Another government resource is the Quality Interagency Coordination Task Force web site. The purpose of the task force is to ensure that all federal agencies involved in purchasing, providing, studying, or regulating health care services work in a coordinated fashion to improve health care quality. Typical resources on this site include "Five steps to safer health care: Patient fact sheet" and "Report to the president on medical errors."
ORGANIZATIONS AND GROUPS
One organization at the fore-front of gathering and providing information on patient safety is the Leapfrog Group for Patient Safety. The Leapfrog Group is a coalition of more than 90 public and private organizations that provide health care benefits. The coalition was formed to address patient safety and quality issues in the US health care system. The group, founded by the Business Roundtable, focuses on basic patient safety and encourages employers to follow purchasing principles designed to improve patient safety and quality.
The Joint Commission on Accreditation of Healthcare Organizations' web site includes a web page titled "Facts about patient safety." This resource focuses on standards that help facilities develop processes to identify, report, analyze, and prevent sentinel events. Visitors to the page can access Sentinel Event Alert, a monthly newsletter, and obtain information related to sentinel events, such as fatal falls, postoperative complications, wrong site surgery, and blood transfusion errors. Users also can sign up to receive an e-mail version of the newsletter. A listing of sentinel events and related frequency reports of these events is located on the page as well.
The Institute for Safe Medication Practices site provides an independent review of medication errors submitted to the Medical Errors Reporting Program developed by United States Pharmacopoeia. It focuses on improving medication distribution, naming, packaging, labeling, and delivery system design. Visitors to this site can review medication safety alerts, patient alerts, a message board, and a conceptual framework for a national medical error reporting system.
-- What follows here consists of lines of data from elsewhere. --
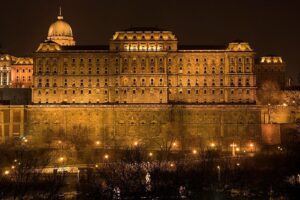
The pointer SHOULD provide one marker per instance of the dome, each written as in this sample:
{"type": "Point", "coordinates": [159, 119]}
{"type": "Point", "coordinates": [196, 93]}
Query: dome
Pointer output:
{"type": "Point", "coordinates": [61, 32]}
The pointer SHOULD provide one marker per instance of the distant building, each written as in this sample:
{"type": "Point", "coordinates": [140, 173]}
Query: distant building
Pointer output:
{"type": "Point", "coordinates": [21, 73]}
{"type": "Point", "coordinates": [270, 69]}
{"type": "Point", "coordinates": [141, 65]}
{"type": "Point", "coordinates": [15, 72]}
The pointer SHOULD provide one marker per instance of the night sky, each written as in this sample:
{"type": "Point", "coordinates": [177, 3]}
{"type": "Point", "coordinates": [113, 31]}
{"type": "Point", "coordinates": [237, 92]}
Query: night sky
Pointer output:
{"type": "Point", "coordinates": [270, 26]}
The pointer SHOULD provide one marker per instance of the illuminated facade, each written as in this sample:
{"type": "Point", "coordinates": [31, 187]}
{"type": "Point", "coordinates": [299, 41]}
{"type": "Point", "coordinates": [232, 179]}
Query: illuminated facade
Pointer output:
{"type": "Point", "coordinates": [15, 72]}
{"type": "Point", "coordinates": [270, 69]}
{"type": "Point", "coordinates": [142, 65]}
{"type": "Point", "coordinates": [21, 73]}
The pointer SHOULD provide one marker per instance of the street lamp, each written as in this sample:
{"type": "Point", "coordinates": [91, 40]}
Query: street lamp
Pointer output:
{"type": "Point", "coordinates": [6, 172]}
{"type": "Point", "coordinates": [219, 173]}
{"type": "Point", "coordinates": [233, 145]}
{"type": "Point", "coordinates": [194, 151]}
{"type": "Point", "coordinates": [61, 159]}
{"type": "Point", "coordinates": [106, 156]}
{"type": "Point", "coordinates": [269, 113]}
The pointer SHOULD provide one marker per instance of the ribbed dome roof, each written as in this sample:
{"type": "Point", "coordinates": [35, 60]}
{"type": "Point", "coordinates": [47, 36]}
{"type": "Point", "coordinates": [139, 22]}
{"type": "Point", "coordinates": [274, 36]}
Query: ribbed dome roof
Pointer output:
{"type": "Point", "coordinates": [60, 28]}
{"type": "Point", "coordinates": [61, 32]}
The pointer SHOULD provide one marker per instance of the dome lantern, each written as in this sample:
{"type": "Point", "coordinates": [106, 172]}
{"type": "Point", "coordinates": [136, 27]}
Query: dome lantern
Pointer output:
{"type": "Point", "coordinates": [61, 32]}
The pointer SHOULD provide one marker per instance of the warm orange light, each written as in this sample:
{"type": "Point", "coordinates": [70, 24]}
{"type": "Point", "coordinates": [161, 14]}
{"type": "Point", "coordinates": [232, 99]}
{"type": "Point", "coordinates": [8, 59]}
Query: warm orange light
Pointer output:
{"type": "Point", "coordinates": [61, 159]}
{"type": "Point", "coordinates": [195, 151]}
{"type": "Point", "coordinates": [233, 145]}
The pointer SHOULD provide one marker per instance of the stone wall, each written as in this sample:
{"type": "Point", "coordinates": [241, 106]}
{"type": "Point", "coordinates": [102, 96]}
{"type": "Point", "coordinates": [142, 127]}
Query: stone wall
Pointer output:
{"type": "Point", "coordinates": [120, 126]}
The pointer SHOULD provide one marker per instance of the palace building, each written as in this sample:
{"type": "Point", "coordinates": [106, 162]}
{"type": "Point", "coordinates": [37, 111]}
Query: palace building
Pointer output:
{"type": "Point", "coordinates": [15, 72]}
{"type": "Point", "coordinates": [141, 65]}
{"type": "Point", "coordinates": [140, 87]}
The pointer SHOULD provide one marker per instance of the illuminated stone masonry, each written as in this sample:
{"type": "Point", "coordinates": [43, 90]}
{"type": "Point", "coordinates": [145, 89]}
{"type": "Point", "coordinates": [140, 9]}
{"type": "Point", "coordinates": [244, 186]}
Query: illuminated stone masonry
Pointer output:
{"type": "Point", "coordinates": [118, 126]}
{"type": "Point", "coordinates": [141, 65]}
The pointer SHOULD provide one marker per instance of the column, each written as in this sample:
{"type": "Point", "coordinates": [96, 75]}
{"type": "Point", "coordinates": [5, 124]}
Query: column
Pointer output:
{"type": "Point", "coordinates": [1, 79]}
{"type": "Point", "coordinates": [7, 80]}
{"type": "Point", "coordinates": [22, 121]}
{"type": "Point", "coordinates": [11, 122]}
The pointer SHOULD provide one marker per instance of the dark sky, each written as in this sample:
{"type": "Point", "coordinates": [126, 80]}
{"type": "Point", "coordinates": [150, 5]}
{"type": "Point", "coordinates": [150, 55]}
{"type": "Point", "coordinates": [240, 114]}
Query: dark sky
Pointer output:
{"type": "Point", "coordinates": [270, 26]}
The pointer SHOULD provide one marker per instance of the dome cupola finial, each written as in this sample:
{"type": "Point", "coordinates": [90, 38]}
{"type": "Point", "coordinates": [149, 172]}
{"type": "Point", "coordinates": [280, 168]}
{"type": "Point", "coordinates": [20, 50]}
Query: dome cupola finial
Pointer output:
{"type": "Point", "coordinates": [59, 14]}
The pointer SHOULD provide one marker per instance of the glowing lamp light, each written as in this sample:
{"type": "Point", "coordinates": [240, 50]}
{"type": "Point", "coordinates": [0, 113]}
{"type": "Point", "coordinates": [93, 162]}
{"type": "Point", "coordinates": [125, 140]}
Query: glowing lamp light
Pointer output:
{"type": "Point", "coordinates": [194, 151]}
{"type": "Point", "coordinates": [233, 145]}
{"type": "Point", "coordinates": [251, 145]}
{"type": "Point", "coordinates": [61, 159]}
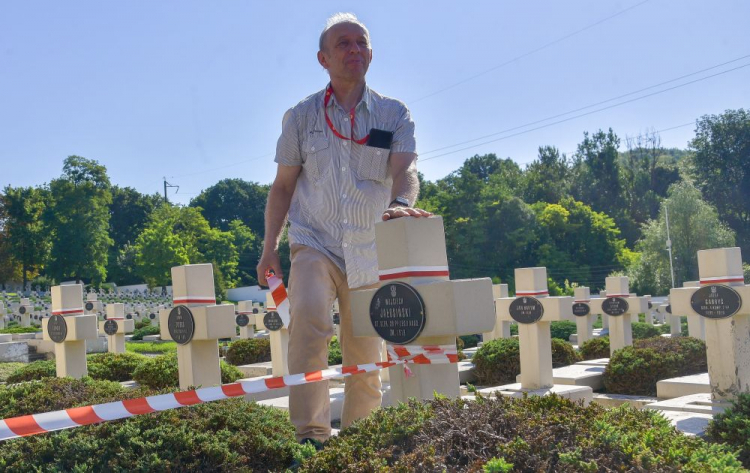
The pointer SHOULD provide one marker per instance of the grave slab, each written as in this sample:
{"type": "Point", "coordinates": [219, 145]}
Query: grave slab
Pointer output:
{"type": "Point", "coordinates": [683, 386]}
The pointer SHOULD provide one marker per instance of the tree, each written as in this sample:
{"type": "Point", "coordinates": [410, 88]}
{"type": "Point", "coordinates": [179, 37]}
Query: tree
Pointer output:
{"type": "Point", "coordinates": [234, 199]}
{"type": "Point", "coordinates": [694, 225]}
{"type": "Point", "coordinates": [21, 211]}
{"type": "Point", "coordinates": [720, 166]}
{"type": "Point", "coordinates": [78, 221]}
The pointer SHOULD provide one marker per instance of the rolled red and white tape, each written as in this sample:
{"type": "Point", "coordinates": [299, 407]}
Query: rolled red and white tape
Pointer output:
{"type": "Point", "coordinates": [27, 425]}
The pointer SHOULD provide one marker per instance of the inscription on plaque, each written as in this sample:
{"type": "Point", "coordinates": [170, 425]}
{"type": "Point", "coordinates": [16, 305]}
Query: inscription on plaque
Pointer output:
{"type": "Point", "coordinates": [110, 327]}
{"type": "Point", "coordinates": [272, 321]}
{"type": "Point", "coordinates": [57, 328]}
{"type": "Point", "coordinates": [526, 310]}
{"type": "Point", "coordinates": [242, 320]}
{"type": "Point", "coordinates": [181, 324]}
{"type": "Point", "coordinates": [615, 306]}
{"type": "Point", "coordinates": [581, 309]}
{"type": "Point", "coordinates": [397, 313]}
{"type": "Point", "coordinates": [716, 302]}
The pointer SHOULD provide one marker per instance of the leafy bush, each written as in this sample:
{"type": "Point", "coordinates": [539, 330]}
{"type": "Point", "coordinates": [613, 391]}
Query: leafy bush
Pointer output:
{"type": "Point", "coordinates": [733, 427]}
{"type": "Point", "coordinates": [636, 369]}
{"type": "Point", "coordinates": [248, 351]}
{"type": "Point", "coordinates": [562, 329]}
{"type": "Point", "coordinates": [643, 330]}
{"type": "Point", "coordinates": [138, 334]}
{"type": "Point", "coordinates": [114, 366]}
{"type": "Point", "coordinates": [231, 435]}
{"type": "Point", "coordinates": [497, 361]}
{"type": "Point", "coordinates": [533, 434]}
{"type": "Point", "coordinates": [33, 371]}
{"type": "Point", "coordinates": [161, 372]}
{"type": "Point", "coordinates": [563, 353]}
{"type": "Point", "coordinates": [595, 348]}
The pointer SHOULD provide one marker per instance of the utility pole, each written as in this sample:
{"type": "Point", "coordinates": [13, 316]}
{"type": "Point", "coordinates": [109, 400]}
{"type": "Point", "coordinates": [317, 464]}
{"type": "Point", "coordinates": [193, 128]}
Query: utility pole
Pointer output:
{"type": "Point", "coordinates": [669, 243]}
{"type": "Point", "coordinates": [166, 184]}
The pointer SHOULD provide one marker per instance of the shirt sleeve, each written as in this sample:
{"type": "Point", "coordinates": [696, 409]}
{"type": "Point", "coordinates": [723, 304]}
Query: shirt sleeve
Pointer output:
{"type": "Point", "coordinates": [288, 147]}
{"type": "Point", "coordinates": [403, 137]}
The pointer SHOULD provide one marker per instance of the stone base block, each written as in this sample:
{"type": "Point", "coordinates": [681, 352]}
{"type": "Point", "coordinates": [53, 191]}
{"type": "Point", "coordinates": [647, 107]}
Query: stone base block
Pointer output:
{"type": "Point", "coordinates": [617, 400]}
{"type": "Point", "coordinates": [697, 403]}
{"type": "Point", "coordinates": [14, 351]}
{"type": "Point", "coordinates": [574, 393]}
{"type": "Point", "coordinates": [578, 375]}
{"type": "Point", "coordinates": [683, 386]}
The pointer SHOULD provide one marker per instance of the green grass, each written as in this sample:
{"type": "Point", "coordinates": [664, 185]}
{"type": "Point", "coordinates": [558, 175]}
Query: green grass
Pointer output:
{"type": "Point", "coordinates": [151, 347]}
{"type": "Point", "coordinates": [7, 368]}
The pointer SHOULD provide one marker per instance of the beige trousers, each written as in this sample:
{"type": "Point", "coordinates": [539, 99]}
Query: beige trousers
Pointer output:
{"type": "Point", "coordinates": [314, 282]}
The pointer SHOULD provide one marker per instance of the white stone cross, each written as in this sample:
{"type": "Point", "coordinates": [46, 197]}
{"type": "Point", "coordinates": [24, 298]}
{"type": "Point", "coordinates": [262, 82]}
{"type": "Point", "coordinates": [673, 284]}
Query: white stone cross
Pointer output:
{"type": "Point", "coordinates": [722, 300]}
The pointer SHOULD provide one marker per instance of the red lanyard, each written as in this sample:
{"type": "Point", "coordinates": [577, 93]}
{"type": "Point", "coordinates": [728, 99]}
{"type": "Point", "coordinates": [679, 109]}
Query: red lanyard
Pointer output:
{"type": "Point", "coordinates": [329, 91]}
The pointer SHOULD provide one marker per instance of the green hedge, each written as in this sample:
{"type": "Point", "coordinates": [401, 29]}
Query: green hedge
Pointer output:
{"type": "Point", "coordinates": [636, 369]}
{"type": "Point", "coordinates": [534, 434]}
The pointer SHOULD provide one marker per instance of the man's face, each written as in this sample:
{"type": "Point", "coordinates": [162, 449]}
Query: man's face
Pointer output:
{"type": "Point", "coordinates": [346, 52]}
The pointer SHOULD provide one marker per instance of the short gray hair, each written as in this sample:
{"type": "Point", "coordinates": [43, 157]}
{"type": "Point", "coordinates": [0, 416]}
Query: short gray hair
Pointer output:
{"type": "Point", "coordinates": [338, 18]}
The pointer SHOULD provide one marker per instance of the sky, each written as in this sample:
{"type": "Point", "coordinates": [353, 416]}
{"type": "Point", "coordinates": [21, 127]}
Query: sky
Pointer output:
{"type": "Point", "coordinates": [195, 91]}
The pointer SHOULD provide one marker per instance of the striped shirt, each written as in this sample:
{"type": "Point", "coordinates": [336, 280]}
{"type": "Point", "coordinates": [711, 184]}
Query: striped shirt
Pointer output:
{"type": "Point", "coordinates": [344, 187]}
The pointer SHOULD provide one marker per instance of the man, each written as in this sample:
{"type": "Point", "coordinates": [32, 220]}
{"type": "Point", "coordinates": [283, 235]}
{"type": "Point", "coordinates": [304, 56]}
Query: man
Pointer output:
{"type": "Point", "coordinates": [346, 159]}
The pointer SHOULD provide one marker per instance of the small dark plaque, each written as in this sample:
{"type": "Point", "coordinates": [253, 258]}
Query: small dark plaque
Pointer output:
{"type": "Point", "coordinates": [110, 327]}
{"type": "Point", "coordinates": [716, 302]}
{"type": "Point", "coordinates": [397, 313]}
{"type": "Point", "coordinates": [181, 324]}
{"type": "Point", "coordinates": [526, 310]}
{"type": "Point", "coordinates": [615, 306]}
{"type": "Point", "coordinates": [272, 321]}
{"type": "Point", "coordinates": [242, 320]}
{"type": "Point", "coordinates": [57, 328]}
{"type": "Point", "coordinates": [581, 309]}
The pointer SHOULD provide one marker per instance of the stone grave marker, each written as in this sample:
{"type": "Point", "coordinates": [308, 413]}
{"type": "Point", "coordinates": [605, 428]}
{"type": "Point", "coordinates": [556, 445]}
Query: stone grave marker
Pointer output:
{"type": "Point", "coordinates": [196, 323]}
{"type": "Point", "coordinates": [416, 304]}
{"type": "Point", "coordinates": [502, 326]}
{"type": "Point", "coordinates": [115, 327]}
{"type": "Point", "coordinates": [69, 329]}
{"type": "Point", "coordinates": [621, 307]}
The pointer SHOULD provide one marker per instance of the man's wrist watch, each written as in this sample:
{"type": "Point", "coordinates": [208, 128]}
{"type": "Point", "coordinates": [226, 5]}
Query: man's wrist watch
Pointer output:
{"type": "Point", "coordinates": [399, 202]}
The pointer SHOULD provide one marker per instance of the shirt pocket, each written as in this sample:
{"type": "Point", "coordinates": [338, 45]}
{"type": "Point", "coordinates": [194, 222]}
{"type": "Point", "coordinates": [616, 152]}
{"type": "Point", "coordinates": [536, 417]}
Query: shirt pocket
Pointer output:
{"type": "Point", "coordinates": [317, 163]}
{"type": "Point", "coordinates": [372, 164]}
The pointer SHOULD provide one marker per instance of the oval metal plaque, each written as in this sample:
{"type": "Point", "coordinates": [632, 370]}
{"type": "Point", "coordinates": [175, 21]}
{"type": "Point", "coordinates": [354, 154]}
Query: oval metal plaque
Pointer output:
{"type": "Point", "coordinates": [110, 327]}
{"type": "Point", "coordinates": [526, 310]}
{"type": "Point", "coordinates": [615, 306]}
{"type": "Point", "coordinates": [242, 320]}
{"type": "Point", "coordinates": [716, 301]}
{"type": "Point", "coordinates": [57, 328]}
{"type": "Point", "coordinates": [272, 321]}
{"type": "Point", "coordinates": [581, 309]}
{"type": "Point", "coordinates": [181, 324]}
{"type": "Point", "coordinates": [397, 313]}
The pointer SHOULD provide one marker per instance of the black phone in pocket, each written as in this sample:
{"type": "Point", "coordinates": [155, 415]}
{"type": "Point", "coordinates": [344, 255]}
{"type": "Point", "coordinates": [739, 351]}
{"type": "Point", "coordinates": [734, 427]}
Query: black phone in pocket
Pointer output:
{"type": "Point", "coordinates": [380, 139]}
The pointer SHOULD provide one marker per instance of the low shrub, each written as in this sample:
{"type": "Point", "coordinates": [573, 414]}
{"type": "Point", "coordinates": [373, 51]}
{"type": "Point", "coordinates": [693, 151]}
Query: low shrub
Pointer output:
{"type": "Point", "coordinates": [595, 348]}
{"type": "Point", "coordinates": [497, 362]}
{"type": "Point", "coordinates": [139, 333]}
{"type": "Point", "coordinates": [562, 329]}
{"type": "Point", "coordinates": [636, 369]}
{"type": "Point", "coordinates": [230, 435]}
{"type": "Point", "coordinates": [161, 372]}
{"type": "Point", "coordinates": [33, 371]}
{"type": "Point", "coordinates": [248, 351]}
{"type": "Point", "coordinates": [733, 427]}
{"type": "Point", "coordinates": [533, 434]}
{"type": "Point", "coordinates": [643, 330]}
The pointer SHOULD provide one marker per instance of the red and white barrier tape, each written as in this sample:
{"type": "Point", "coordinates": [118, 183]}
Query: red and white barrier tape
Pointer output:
{"type": "Point", "coordinates": [27, 425]}
{"type": "Point", "coordinates": [278, 292]}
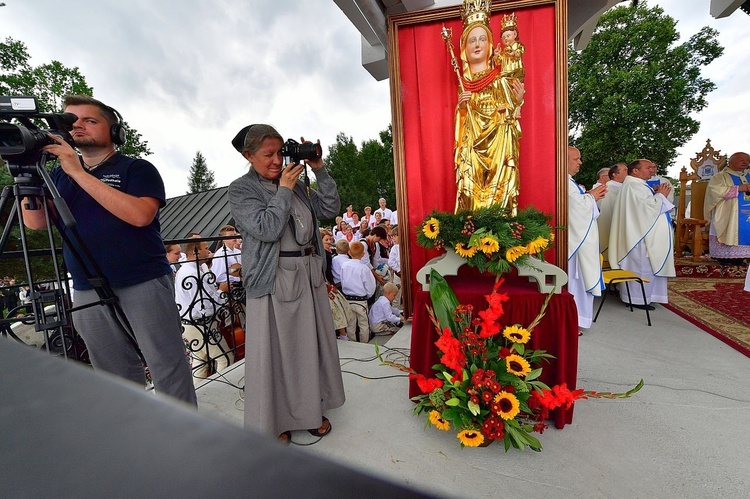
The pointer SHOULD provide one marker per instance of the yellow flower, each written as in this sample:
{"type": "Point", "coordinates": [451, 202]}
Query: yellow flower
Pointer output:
{"type": "Point", "coordinates": [537, 245]}
{"type": "Point", "coordinates": [488, 245]}
{"type": "Point", "coordinates": [439, 422]}
{"type": "Point", "coordinates": [515, 364]}
{"type": "Point", "coordinates": [465, 251]}
{"type": "Point", "coordinates": [431, 228]}
{"type": "Point", "coordinates": [506, 405]}
{"type": "Point", "coordinates": [515, 253]}
{"type": "Point", "coordinates": [517, 334]}
{"type": "Point", "coordinates": [471, 438]}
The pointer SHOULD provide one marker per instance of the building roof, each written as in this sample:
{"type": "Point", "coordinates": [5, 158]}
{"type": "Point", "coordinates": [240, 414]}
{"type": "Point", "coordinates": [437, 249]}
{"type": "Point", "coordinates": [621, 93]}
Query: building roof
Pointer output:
{"type": "Point", "coordinates": [204, 212]}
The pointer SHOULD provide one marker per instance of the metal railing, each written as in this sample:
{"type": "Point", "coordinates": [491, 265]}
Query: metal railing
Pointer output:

The Institute of Medicine web site provides objective information and advice about health to government officials, businesses, and the public. The Institute's Special Initiative on Health Care Quality aims to improve the quality of health care in the United States. The goals of this initiative are to evaluate quality assessment and improvement tools and their use and to inform consumers, policy makers, providers, and others of key opportunities and obstacles to achieving better health outcomes for individuals and populations. This web site also provides access to recent Institute of Medicine reports and publications.